# Power

## Theory

based on duflo2008randomization

![title](img/power.png)

Power basics

- In the simplest possible, we randomly draw a sample of size $N$ from an identical population, so that our observations can be assumed to be i.i.d, and we allocate a fraction $P$ of our sample to treatment. We can then estiamte the treatment effect using the OLS regression

$$ y = \alpha + \beta T + \epsilon$$

- where the standard error of $\beta$ is given by $\sqrt{\frac{1}{P(1-P)}\frac{\sigma^2}{N}}$.

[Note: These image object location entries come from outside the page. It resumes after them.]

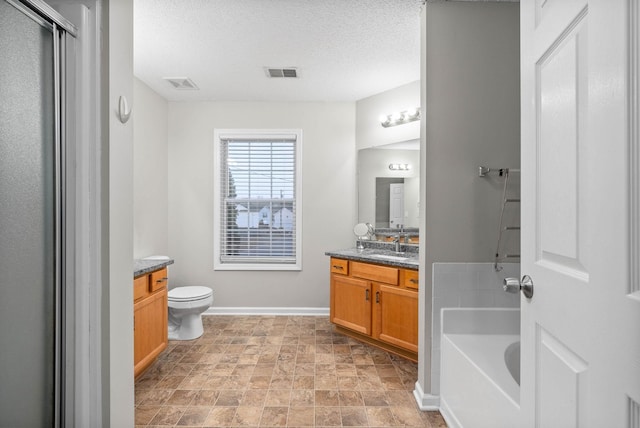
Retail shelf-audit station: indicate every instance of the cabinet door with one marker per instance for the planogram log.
(395, 318)
(351, 303)
(150, 329)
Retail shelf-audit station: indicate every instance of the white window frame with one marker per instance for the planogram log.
(225, 134)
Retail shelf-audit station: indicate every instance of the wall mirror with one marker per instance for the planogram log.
(389, 198)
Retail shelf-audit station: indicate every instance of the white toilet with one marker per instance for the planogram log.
(186, 305)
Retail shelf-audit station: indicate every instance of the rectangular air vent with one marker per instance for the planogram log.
(281, 72)
(181, 83)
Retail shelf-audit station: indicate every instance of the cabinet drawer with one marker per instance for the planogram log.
(409, 278)
(339, 266)
(159, 279)
(388, 275)
(140, 287)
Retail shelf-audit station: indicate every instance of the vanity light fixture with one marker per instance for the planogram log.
(399, 166)
(400, 118)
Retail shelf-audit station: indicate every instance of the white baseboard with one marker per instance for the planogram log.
(448, 416)
(317, 312)
(426, 402)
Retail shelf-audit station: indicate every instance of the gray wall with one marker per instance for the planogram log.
(471, 87)
(329, 198)
(150, 172)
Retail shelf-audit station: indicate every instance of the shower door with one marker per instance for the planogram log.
(32, 377)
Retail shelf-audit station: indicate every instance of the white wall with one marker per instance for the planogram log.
(472, 118)
(329, 198)
(150, 172)
(369, 132)
(117, 203)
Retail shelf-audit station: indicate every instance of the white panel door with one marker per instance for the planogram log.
(581, 329)
(396, 204)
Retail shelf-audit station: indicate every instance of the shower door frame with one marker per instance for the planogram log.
(64, 34)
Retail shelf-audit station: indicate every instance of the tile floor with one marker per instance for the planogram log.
(276, 371)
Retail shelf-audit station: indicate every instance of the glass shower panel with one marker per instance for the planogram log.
(27, 222)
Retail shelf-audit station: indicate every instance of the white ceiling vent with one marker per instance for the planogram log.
(281, 72)
(182, 83)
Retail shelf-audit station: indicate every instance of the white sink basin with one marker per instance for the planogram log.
(386, 257)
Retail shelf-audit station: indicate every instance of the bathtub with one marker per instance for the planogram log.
(480, 363)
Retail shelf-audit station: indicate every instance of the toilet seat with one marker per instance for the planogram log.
(190, 293)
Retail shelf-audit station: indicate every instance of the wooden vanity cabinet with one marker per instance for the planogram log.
(351, 303)
(149, 318)
(377, 304)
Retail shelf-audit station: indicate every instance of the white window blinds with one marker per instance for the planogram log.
(258, 200)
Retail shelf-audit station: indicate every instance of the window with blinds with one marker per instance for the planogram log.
(257, 209)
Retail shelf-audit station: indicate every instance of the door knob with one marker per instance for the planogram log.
(513, 285)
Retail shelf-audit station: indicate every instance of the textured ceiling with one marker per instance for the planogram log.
(345, 50)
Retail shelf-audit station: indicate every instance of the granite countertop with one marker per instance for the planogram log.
(407, 260)
(142, 266)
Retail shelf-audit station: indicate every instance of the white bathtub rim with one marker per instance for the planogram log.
(503, 368)
(493, 316)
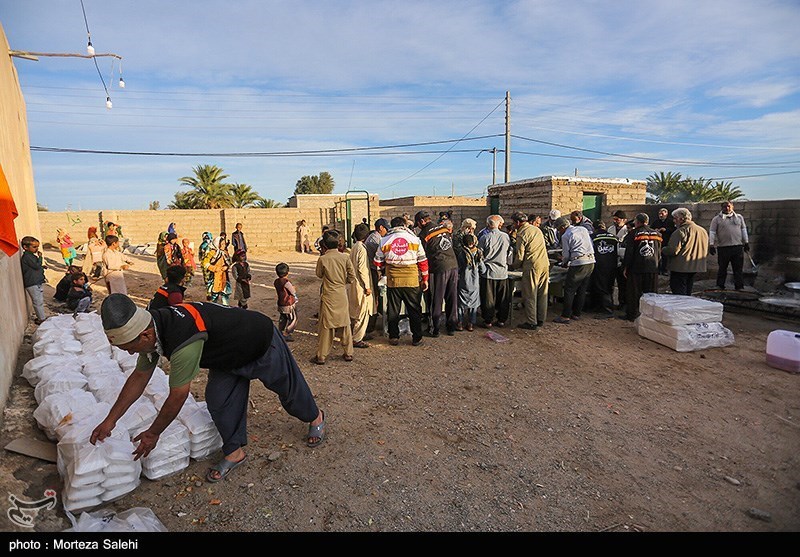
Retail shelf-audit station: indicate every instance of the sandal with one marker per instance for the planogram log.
(316, 432)
(224, 467)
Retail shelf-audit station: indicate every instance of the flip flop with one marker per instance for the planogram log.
(316, 431)
(224, 467)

- std error derivation (from standard variance result of two independent samples, using population fractions):

$$
std = \sqrt{\frac{\sigma^2}{N_t} + \frac{\sigma^2}{N_c}} = \sqrt{\frac{\sigma^2}{PN} + \frac{\sigma^2}{(1-P)N}} = ... = \sqrt{\frac{1}{P(1-P)}\frac{\sigma^2}{N}}
$$

- The distribution on the left hand side below shows the distribution of our effect size estimator $\hat{\beta}$ if the null hypothesis is true.

- We reject the null hypothesis if the estimated effect size is larger than the critical value $t_{\alpha}$, determined by the significance level $\alpha$. Hence, for this to happen we need $\hat{\beta} > t_{\alpha} * SE(\hat{\beta})$ (follows from rearranging the t-test formula).

- On the right is the distribution of $\hat{\beta}$ if the true effect size is $\beta$.

- The power of the test for a true effect size of $\beta$ is the area under this curve that falls to the right of $t_{\alpha}$. This is the probability that we reject the null hypothesis given that it is false.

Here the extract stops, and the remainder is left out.